Ever since the anti-war rally to the Pentagon car park on a nut-freezing Saturday back in March, I’ve been haunted by two things. First, the looks of unbridled contempt and hatred from the pro-war counter-protesters. Second, by one of their signs, which read, “Fight them over there, not over here.”
I’ve got a better idea. If the legions of thick-necked, peacenik-hating, patriotic, steely-eyed hardmen are gung-ho enough about this war to show up and heckle as traitors those of us who are against it, why not let them just fight it? Over here, in America. What are they scared of?
Here’s how we could bring it on.
The hinterland rednecks have more in common with al Qaeda than they think. They’re both deeply conservative, and they both love killing people they disagree with, usually in the name of a non-existent God they believe will reward them for their combative endeavors. So jet all those jihad-loving enthusiasts professing to want to kill Americans over here (presuming they can resist the impulse to hijack the plane), and let them slug it out with those pro-war Americans so quick to back the “war on terror”, but not so keen they’re actually over in the Middle East to prosecute it.
There’s a huge open space at Gettysburg ready for the showdown. Simply arm both sides to the teeth, place them at opposite ends of the battlefield, blow a whistle and let the hand-to-hand killing commence. The alluring sight of fat, leather-clad bikers roaring towards their robe-wearing counterparts-in-hate could be broadcast with commentary from retired generals on the ESPN Xtreme Sports Channel (“Gettysburg 2 – yet again, the war to end them all!”). Sign up sponsors too. “This portion of the slaughter is brought to you by the National Rifle Association,” would make so much sense, not to mention cash.

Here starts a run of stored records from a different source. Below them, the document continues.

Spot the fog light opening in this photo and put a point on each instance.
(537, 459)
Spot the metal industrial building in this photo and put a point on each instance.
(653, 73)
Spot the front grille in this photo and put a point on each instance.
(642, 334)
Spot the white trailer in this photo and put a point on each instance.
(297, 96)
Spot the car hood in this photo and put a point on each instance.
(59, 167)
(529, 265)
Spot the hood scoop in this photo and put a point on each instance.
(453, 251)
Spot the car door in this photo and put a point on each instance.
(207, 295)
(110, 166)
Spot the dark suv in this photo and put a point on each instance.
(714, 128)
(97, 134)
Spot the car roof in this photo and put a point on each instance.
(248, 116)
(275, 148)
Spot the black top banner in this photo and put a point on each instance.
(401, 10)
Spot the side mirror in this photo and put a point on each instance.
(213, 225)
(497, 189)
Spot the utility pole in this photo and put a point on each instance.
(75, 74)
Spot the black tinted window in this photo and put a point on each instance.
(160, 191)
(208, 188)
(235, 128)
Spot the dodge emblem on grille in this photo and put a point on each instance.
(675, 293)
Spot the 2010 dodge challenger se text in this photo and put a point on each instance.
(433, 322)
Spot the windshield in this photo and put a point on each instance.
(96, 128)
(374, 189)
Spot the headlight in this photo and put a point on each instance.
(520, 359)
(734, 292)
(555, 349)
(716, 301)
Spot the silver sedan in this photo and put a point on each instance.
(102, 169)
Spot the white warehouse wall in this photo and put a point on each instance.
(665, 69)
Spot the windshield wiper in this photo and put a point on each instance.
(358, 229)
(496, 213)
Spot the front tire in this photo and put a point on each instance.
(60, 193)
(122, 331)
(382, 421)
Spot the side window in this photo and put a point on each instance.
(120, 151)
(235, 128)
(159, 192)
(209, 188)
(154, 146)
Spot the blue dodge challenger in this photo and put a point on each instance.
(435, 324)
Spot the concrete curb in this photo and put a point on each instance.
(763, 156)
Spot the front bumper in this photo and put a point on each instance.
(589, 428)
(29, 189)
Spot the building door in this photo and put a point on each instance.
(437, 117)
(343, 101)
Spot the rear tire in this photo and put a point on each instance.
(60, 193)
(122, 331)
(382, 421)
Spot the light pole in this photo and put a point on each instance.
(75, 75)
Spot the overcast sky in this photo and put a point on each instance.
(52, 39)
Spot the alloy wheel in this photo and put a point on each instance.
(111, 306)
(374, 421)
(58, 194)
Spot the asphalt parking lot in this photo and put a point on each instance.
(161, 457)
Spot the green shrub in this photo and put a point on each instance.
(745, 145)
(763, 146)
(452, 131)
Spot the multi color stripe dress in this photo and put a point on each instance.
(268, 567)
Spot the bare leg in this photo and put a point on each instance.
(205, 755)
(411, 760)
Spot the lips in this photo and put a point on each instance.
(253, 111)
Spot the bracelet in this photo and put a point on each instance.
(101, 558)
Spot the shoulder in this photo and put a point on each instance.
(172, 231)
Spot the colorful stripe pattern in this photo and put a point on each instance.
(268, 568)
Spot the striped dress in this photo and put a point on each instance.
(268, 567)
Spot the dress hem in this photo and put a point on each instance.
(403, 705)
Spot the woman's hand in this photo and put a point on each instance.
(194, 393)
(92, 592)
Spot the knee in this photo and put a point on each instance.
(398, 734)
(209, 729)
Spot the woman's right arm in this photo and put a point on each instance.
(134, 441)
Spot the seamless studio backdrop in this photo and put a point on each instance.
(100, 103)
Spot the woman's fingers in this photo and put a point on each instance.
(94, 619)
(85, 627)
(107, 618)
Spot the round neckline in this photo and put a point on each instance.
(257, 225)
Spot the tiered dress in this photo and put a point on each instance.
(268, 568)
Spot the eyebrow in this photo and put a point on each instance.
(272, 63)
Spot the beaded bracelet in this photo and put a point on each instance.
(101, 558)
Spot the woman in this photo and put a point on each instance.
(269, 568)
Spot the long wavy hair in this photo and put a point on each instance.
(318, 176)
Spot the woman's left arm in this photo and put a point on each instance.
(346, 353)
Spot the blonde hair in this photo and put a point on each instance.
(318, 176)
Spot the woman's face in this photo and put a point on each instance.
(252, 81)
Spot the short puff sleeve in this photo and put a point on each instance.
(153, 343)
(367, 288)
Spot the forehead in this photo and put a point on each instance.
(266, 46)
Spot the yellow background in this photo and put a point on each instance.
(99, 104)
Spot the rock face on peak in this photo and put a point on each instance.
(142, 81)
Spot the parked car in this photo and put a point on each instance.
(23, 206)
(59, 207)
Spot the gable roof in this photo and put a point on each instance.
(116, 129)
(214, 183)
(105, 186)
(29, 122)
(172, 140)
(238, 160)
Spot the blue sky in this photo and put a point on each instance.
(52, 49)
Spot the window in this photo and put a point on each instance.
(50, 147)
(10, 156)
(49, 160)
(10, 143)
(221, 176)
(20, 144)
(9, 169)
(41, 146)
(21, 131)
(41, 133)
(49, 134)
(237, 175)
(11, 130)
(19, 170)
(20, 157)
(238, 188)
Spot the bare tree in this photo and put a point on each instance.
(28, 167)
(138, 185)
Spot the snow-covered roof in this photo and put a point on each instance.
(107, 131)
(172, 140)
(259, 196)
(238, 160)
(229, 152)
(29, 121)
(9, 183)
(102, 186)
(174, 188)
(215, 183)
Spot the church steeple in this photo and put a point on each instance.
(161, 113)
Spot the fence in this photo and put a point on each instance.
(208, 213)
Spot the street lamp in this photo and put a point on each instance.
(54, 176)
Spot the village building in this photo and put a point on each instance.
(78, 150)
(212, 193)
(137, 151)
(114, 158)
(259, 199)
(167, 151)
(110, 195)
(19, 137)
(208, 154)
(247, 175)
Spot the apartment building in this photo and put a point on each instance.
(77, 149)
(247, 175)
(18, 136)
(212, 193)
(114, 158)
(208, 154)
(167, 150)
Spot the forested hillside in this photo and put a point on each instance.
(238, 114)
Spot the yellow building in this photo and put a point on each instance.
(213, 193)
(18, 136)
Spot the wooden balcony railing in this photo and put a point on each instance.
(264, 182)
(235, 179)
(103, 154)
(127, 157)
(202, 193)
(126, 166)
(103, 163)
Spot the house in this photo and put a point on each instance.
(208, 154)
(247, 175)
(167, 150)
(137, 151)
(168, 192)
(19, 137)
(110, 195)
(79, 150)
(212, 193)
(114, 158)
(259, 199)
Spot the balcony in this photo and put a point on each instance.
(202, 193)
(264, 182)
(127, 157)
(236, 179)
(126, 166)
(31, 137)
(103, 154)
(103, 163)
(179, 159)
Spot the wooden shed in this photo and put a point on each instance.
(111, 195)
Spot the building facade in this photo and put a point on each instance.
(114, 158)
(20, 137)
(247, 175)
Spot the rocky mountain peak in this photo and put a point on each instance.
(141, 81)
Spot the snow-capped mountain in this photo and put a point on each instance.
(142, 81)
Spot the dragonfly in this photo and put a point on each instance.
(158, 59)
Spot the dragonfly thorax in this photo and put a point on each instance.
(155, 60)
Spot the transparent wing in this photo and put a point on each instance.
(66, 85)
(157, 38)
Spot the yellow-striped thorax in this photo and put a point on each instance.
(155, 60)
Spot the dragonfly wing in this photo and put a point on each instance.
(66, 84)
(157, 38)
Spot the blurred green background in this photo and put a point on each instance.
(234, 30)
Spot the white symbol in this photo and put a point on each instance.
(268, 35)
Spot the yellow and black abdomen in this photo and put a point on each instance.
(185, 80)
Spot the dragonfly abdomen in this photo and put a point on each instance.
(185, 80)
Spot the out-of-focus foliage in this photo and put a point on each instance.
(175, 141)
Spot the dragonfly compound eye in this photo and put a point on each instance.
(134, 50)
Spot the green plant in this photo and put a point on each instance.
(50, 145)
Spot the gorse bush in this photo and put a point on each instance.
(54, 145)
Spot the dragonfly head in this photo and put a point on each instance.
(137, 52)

The battle continues until one side has killed every one of its opponents. There’s no surrender, because that’s peacenik talk. The winners are handed a placard that reads, “Congratulations, you have won the Holy War!” They will be allowed to retire to the Aleutian Islands on a no-exit visa.
Final result: Peace. There will be no more pro-war rednecks, and no more pro-jihad terrorists. No more calls from South Dakota to back a war that’s thousands of miles away, and no more self-destructing scum left to blow themselves up in a crowded market. As all the self-declared warriors of God think they’re off to their respective heavens anyway, they’ll be happy to die as well. Everyone’s a winner.
This prototype combat scenario can be used in all arenas where two parties believe the best way forward is through violence. With reactionary pro-war philosophies nullified, the path for progressive thought is cleared at last, and the human race gets to continue evolving after all.
This Solution for World Peace is brought to you by an unread blog. You’re most welcome.
3 comments:
Good idea, but in its elements not as new as you may think it is. My dear grandma used to say that the solution to world peace would be to put opposing pols into a boxing ring etc (I'll admit that she was not the most original of thinkers). I do like your idea of extending the concept. But why should the jihadists come to the USA? Why not transport all those pro-war rednecks to the playground that already exists in Afghanistan?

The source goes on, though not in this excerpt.